Are You Considering a New Cloud Service Provider?
In the last three years, cloud computing has become the de-facto approach to managing IT and architecture concerns. The question for most businesses is no longer “Should we be using cloud computing?” it is “Which cloud service should we use?”
In this article, we’ll look at the top three players taken off? in the cloud computing space and compare their offerings.
Cloud Services Overview
“Cloud service” refers to the infrastructure, platforms, and software that third-party vendors make available to individuals and businesses through the Internet. Cloud services might refer to a software-as-a-service (SaaS) application like Slack, to a platform-as-a-service solution that provides IT infrastructure upon which an application can run, or to infrastructure-as-a-service solutions like storage, networking or compute resources.
Cloud Provider Overview
AWS (Amazon Web Services) dominates the space with 33% of the market share. Launched in 2006, this platform offers the largest and most robust global network of data centers, and a vast and ever-growing set of tools and services. The company focuses on public cloud solutions, and while hands-on support isn’t feasible from such a large company, there are dedicated cloud service providers who can provide it.
Microsoft Azure is the second-largest competitor in the arena, with 21% of the market share. The platform launched in 2010 under the name Azure, and has since grown to provide a hybrid cloud solution that bridges the gap between legacy data centers and the powerful Microsoft cloud.

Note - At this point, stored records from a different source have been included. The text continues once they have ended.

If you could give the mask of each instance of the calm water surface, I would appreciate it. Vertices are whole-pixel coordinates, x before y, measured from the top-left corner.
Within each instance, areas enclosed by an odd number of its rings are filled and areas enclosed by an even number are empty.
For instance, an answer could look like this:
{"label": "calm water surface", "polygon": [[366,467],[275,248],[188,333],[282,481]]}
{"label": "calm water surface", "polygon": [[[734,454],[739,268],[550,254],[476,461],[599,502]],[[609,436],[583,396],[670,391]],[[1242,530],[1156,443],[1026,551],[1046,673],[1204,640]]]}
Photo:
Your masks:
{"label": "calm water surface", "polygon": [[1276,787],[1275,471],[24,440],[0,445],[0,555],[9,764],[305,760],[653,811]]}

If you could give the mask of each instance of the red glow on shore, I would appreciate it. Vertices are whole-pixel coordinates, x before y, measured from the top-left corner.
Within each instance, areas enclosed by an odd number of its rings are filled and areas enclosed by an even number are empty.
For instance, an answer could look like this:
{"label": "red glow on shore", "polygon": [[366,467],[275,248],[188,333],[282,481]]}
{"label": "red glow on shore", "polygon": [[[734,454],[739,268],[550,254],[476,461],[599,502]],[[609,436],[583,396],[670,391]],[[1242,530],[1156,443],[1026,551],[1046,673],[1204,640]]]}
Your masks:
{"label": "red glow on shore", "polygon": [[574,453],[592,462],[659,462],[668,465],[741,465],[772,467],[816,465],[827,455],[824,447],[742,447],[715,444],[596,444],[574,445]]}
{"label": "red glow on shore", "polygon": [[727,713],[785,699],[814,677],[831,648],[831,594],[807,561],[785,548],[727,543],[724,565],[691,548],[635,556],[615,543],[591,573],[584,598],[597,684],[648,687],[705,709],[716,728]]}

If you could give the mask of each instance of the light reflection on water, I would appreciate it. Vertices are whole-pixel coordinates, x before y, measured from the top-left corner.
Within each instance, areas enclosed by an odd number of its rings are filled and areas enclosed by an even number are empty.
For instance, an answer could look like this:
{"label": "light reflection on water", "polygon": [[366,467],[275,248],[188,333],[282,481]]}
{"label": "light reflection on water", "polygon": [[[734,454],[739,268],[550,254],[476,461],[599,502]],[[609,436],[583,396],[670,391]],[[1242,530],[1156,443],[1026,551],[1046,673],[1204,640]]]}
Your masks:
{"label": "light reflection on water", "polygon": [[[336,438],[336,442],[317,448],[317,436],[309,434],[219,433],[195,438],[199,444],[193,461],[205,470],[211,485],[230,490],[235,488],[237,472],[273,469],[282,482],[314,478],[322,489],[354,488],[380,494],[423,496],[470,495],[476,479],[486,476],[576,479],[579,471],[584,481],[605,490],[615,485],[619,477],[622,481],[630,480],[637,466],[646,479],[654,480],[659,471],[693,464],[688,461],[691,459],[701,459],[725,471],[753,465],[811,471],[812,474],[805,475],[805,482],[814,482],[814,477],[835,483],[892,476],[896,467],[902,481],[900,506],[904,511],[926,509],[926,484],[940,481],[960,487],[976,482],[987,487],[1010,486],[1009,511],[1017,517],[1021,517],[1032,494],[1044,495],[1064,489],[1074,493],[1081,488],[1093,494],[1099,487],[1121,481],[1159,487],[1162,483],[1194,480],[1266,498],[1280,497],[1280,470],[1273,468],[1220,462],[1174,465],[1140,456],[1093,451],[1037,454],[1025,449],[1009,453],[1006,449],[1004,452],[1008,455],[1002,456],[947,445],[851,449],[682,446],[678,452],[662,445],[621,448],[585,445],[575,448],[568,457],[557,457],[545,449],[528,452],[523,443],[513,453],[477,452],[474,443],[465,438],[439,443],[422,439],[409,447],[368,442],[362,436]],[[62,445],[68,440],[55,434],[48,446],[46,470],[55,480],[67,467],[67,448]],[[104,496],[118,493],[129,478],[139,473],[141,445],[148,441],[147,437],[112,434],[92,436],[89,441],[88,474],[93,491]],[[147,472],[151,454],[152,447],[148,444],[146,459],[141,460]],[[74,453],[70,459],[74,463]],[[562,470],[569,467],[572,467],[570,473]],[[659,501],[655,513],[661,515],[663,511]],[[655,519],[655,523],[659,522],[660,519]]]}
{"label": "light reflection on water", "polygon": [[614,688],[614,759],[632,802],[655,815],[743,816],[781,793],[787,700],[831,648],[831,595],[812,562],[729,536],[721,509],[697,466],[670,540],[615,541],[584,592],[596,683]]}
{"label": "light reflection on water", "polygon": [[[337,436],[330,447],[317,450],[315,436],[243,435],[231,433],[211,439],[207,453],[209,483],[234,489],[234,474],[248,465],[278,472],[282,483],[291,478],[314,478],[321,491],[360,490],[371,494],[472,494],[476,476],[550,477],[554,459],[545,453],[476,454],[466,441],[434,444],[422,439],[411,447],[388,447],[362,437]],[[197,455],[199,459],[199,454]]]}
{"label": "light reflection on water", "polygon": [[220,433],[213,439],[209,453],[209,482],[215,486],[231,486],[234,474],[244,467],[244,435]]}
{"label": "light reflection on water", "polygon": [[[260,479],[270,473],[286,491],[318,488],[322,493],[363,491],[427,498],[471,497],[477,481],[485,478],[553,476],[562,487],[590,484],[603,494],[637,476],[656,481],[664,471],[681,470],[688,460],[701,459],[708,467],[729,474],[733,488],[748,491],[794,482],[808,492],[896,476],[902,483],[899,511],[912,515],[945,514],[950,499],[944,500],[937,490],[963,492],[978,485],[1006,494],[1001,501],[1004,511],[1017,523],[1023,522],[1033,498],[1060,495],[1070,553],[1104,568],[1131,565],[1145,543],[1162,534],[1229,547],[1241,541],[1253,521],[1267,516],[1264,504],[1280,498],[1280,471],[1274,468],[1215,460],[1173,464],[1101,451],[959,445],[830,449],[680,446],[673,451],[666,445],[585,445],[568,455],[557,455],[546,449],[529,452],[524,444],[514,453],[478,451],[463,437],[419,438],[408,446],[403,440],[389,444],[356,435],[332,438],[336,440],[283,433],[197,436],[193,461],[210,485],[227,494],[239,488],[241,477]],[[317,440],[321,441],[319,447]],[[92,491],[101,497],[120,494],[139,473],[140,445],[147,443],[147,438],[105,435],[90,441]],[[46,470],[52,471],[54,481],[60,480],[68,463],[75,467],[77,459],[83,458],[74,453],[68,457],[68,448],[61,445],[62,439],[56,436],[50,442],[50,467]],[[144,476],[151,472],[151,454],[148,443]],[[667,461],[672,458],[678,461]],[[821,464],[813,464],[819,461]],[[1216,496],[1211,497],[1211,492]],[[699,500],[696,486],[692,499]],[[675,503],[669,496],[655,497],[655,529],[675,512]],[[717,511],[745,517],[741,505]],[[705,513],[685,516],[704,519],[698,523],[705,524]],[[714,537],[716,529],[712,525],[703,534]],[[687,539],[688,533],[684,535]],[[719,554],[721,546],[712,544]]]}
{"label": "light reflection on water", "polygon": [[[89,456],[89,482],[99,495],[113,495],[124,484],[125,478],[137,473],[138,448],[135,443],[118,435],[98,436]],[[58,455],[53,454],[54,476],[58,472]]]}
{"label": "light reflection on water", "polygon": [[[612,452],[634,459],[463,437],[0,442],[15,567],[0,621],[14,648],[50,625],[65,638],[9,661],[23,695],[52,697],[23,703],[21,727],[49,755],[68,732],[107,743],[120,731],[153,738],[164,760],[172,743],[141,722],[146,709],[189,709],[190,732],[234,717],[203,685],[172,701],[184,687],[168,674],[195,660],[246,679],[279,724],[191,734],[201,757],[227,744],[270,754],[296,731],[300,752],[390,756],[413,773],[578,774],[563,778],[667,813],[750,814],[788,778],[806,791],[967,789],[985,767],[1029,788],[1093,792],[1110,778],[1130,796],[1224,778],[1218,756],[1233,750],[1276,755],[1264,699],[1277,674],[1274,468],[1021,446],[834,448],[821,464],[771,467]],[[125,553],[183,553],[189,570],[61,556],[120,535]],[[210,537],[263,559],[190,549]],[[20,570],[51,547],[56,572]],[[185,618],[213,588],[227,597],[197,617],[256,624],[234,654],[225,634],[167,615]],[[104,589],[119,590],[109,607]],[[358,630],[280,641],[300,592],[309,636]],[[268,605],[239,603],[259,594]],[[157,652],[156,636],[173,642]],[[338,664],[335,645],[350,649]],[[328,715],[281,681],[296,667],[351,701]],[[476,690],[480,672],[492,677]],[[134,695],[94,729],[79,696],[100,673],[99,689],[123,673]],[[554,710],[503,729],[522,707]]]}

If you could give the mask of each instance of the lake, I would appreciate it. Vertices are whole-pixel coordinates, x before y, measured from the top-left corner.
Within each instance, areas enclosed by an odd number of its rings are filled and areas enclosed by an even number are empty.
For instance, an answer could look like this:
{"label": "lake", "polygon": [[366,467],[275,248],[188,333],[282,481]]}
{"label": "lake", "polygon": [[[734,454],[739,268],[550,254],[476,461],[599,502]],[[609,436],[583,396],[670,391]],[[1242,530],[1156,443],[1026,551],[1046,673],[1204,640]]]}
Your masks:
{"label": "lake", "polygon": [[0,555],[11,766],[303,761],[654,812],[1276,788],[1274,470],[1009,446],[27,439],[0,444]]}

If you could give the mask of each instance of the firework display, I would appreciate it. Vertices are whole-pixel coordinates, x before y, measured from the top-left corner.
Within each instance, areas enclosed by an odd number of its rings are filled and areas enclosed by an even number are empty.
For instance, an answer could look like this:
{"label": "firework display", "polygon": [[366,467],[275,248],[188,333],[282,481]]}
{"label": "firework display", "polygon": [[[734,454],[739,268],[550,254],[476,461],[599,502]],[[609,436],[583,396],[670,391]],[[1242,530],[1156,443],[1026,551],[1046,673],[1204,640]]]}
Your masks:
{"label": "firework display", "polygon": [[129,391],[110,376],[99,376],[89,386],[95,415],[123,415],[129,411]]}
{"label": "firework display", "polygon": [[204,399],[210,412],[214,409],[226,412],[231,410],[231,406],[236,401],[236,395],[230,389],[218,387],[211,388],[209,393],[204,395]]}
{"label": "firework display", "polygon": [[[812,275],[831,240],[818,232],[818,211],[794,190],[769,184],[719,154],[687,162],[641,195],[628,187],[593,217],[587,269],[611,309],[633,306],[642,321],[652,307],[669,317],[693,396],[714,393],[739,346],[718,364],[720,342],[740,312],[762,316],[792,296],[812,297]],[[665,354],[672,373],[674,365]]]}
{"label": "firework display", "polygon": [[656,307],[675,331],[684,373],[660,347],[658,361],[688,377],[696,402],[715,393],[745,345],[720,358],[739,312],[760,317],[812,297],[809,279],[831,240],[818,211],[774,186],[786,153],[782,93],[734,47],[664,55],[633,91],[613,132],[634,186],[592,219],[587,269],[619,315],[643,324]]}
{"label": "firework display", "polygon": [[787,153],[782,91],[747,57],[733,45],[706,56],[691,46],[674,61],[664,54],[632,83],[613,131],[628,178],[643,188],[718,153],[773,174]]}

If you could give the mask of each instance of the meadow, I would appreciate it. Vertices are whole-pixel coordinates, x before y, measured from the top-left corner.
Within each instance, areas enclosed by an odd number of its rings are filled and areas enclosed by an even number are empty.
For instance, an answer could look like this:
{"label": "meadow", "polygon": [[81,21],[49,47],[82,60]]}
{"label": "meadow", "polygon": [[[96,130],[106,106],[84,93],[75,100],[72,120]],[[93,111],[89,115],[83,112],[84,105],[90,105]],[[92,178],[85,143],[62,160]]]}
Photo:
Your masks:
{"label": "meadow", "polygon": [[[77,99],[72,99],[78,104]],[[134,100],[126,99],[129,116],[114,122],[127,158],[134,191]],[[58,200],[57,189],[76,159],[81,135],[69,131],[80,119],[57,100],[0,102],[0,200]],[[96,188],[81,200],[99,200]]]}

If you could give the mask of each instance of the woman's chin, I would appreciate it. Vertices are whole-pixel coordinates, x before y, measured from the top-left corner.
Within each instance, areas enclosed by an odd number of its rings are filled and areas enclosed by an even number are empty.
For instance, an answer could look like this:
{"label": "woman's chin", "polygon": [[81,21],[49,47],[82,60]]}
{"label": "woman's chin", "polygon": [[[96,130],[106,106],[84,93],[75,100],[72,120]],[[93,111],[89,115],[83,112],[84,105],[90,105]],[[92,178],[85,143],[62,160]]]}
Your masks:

Controlling the smallest portion of the market share at 11%, Google Cloud Platform (GCP) launched in 2011 and developed the Kubernetes structure upon which AWS and Azure are now based. Leveraging Google’s powerful big data technologies, GCP offers high-compute offerings like machine learning, AI, and analysis. They are known to have a robust and responsive network of data centers.
AWS Vs Azure Vs Google Comparison Snapshot
Let’s take a look at these three giants side by side.
Again, Azure’s pricing is difficult to parse and customized for each customer, so determining the price on your own before you commit is not easy. They have a free tier similar to AWS, which allows up to 750 hours of time on their primary compute platform per month.
AWS pricing is quite opaque and difficult to calculate, as there are a lot of variables that determine specific pricing for various services based on your needs. It’s recommended to work with a third-party estimator to help you navigate the complex offerings.
Google prides itself on offering “user-friendly” pricing, so GCP’s pricing is simple and straightforward. They also strive to beat the competition by offering consistently lower prices.
Azure’s cloud portfolio is nothing to sniff at. With 18 separate categories of tools including their flagship Virtual Machines compute offering, they also offer bot services, natural language processing and search, hybrid cloud solutions, and integrated support for Microsoft-first systems.
With an always-expanding suite of tools, including powerful AI-oriented options like DeepLens and Gluon, Amazon also offers a diverse set of cloud computing features including their world-class flagship service Elastic Compute Cloud.
GCP boasts a rich and powerful set of AI-oriented tools and APIs to facilitate things like natural language processing and search. They have the largest number of tools in their suite with 19 separate categories of features.
Following AWS in terms of reach is Azure, with an extensive global network of data centers in international regions including three in Brazil, three in Canada, eighteen in the US, six in Asia and three in Australia. They also have data centers in Mexico and Chile.
Amazon leads in terms of international availability zones, with twenty-four in North America, three in South America, twenty-four in Europe, six in the Middle East, thirty-two in Asia and six in Australia.
Google trails in terms of its availability, but its offerings are rapidly expanding, with data centers in the US, South America, Asia, Europe, and Australia.
Azure reliability is managed through machine learning with their Ai-powered DevOps solution, AIOps. This allows companies to automate roll-out, scale, and issue detection.
AWS wins in terms of reliability too, with minimal downtime and extensive automated recovery procedures. Their services scale flexibly, using multiple small resources, which reduces the impact in case of failure.
As with their pricing, Google is transparent about their reliability, providing real-time updates on outages and automated DevOps solutions.
If you’re seeking something other than one of these three options, you will find competitive solutions through Alibaba Cloud, IBM, Dell, and HPE.